Picture Books to Inspire Winter Science Exploration

This list features books that are sure to inspire winter science exploration. Read these books. Then, head outside and explore the winter wildlife and weather. Amazon affiliate links are included. Thank you for supporting Read Science.

Picture Books to Inspire Winter Science Exploration

Picture Books to Inspire Winter Science Exploration

Owl Moon by Jane Yolen. This classic story is narrated by a young girl who is going owling with her father. Feel the cold winter night on your face and the crunch of snow beneath your boots. Listen for the hoot of an owl and try to call one in. Whoo-whoo-who-who-who-whooooooo. Whoo-whoo-who-who-who-whooooooo.

After reading the story, bundle up and head outside to see if you can find your own owls in the night.

Over and Under the Snow by Kate Messner. The book jacket aptly describes this book: “Over the snow, the world is hushed and white. But under the snow is a secret world of squirrels and snow hares, bears and bullfrogs, and many other animals who live through the winter safe and warm under the snow.” This book gives the reader a peek at what life under the snow is like. The back of the book provides more details about the animals depicted in the story.

Read the story and then learn more about what happens to the animals during winter. Where do they go? Do they hibernate or simply seek shelter somewhere?

As you walk through woods outside, pay attention to the animals around you. How many do you see? Can you spot their tracks or entrances to their burrows? {Don’t bother them. Just look quietly from a distance.}

It’s Snowing! by Gail Gibbons. Learn about how snowflakes form, where snow falls, and how to prepare for a snowstorm is this informational book about snow.

Observe snowflakes up close. Catch some snowflakes on a black piece of paper. Look at them under a magnifying glass. What patterns do you see?

It’s Winter! by Linda Glaser. The illustrations in this book are created with cut paper. It’s a very cool effect. As you read the book, explore different things you can do outside in winter and learn a touch about the animals around you. The end of the book has an excellent list of nature activities to do when it’s winter. Here are just 3 of the ideas mentioned.
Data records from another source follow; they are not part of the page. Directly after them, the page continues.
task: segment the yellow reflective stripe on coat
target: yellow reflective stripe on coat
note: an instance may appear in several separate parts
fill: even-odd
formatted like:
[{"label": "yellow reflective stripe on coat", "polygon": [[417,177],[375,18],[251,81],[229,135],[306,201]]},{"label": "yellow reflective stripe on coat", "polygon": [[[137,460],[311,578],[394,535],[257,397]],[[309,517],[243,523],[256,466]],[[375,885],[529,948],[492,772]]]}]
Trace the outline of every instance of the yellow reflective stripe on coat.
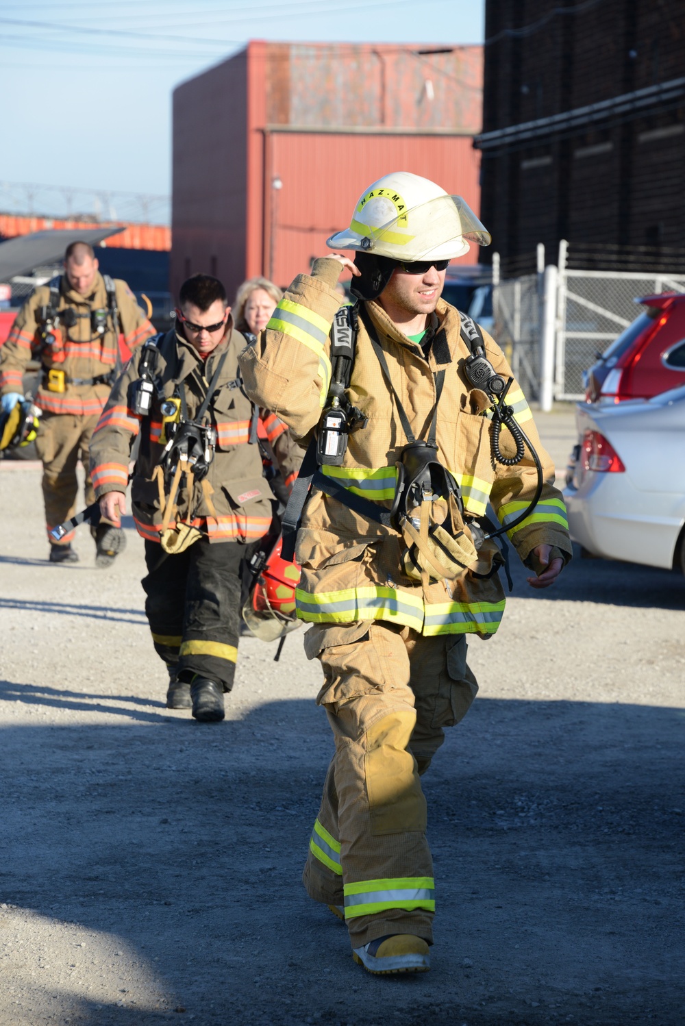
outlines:
[{"label": "yellow reflective stripe on coat", "polygon": [[381,499],[394,499],[397,487],[397,468],[377,467],[332,467],[323,466],[321,471],[326,477],[333,477],[338,484],[349,491],[354,491],[364,499],[379,502]]},{"label": "yellow reflective stripe on coat", "polygon": [[310,840],[310,852],[324,866],[328,866],[338,876],[342,875],[339,841],[336,841],[332,834],[329,834],[325,827],[321,826],[318,820],[314,823],[314,830],[312,831],[312,838]]},{"label": "yellow reflective stripe on coat", "polygon": [[419,595],[384,585],[346,588],[342,591],[295,591],[297,617],[308,623],[351,624],[356,620],[389,620],[420,631],[424,599]]},{"label": "yellow reflective stripe on coat", "polygon": [[155,634],[154,631],[150,633],[155,644],[165,644],[168,648],[177,648],[184,640],[179,634]]},{"label": "yellow reflective stripe on coat", "polygon": [[390,908],[410,912],[425,908],[435,912],[435,881],[432,876],[400,876],[390,880],[363,880],[345,884],[345,917],[375,915]]},{"label": "yellow reflective stripe on coat", "polygon": [[485,516],[492,482],[474,477],[473,474],[454,474],[454,478],[461,490],[464,508],[475,516]]},{"label": "yellow reflective stripe on coat", "polygon": [[319,373],[323,382],[321,388],[321,407],[323,408],[332,374],[330,360],[324,349],[330,331],[328,321],[310,310],[309,307],[304,307],[301,303],[282,299],[274,310],[271,320],[267,324],[267,329],[281,331],[283,334],[290,336],[291,339],[296,339],[319,357]]},{"label": "yellow reflective stripe on coat", "polygon": [[[514,413],[514,420],[517,424],[525,424],[527,421],[532,421],[533,415],[525,395],[520,388],[515,389],[513,392],[507,394],[507,399],[505,400],[508,406],[512,407],[512,412]],[[489,421],[492,420],[492,410],[488,409],[484,413]]]},{"label": "yellow reflective stripe on coat", "polygon": [[202,641],[199,638],[184,641],[178,655],[213,656],[215,659],[225,659],[227,663],[235,663],[238,660],[238,649],[235,645],[223,644],[220,641]]},{"label": "yellow reflective stripe on coat", "polygon": [[500,602],[436,602],[426,606],[424,634],[494,634],[505,615]]},{"label": "yellow reflective stripe on coat", "polygon": [[358,232],[360,235],[373,236],[377,241],[390,242],[396,246],[406,246],[407,242],[413,242],[414,235],[405,235],[403,232],[391,232],[387,228],[372,228],[365,225],[363,221],[352,221],[350,231]]},{"label": "yellow reflective stripe on coat", "polygon": [[[499,522],[502,526],[507,526],[513,520],[516,520],[517,516],[520,515],[521,510],[524,510],[528,506],[528,503],[516,500],[512,503],[505,503],[497,510],[497,516],[499,517]],[[541,500],[535,506],[533,512],[530,516],[527,516],[525,520],[517,524],[513,530],[507,531],[507,537],[511,538],[516,535],[517,530],[521,530],[522,527],[528,527],[531,523],[558,523],[566,530],[568,530],[568,516],[566,513],[566,506],[563,499],[545,499]]]}]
  • Make a list of all the birds you see throughout the winter. Attract more by hang a bird feeder or or scattering seeds on the ground. Join the Christmas Bird Count {through Jan 5th} or the Great Backyard Bird Count {Feb 13-16, 2015}.
  • Fill a container with snow. How much water is the snow made of? Bring it inside and let it melt. Try this snow experiment from Inspiration Laboratories.
  • How many types of evergreen trees are in your area? Can you name them? See this post on exploring types of evergreen trees from The Educators’ Spin On It.

Do you have any books to add to the list?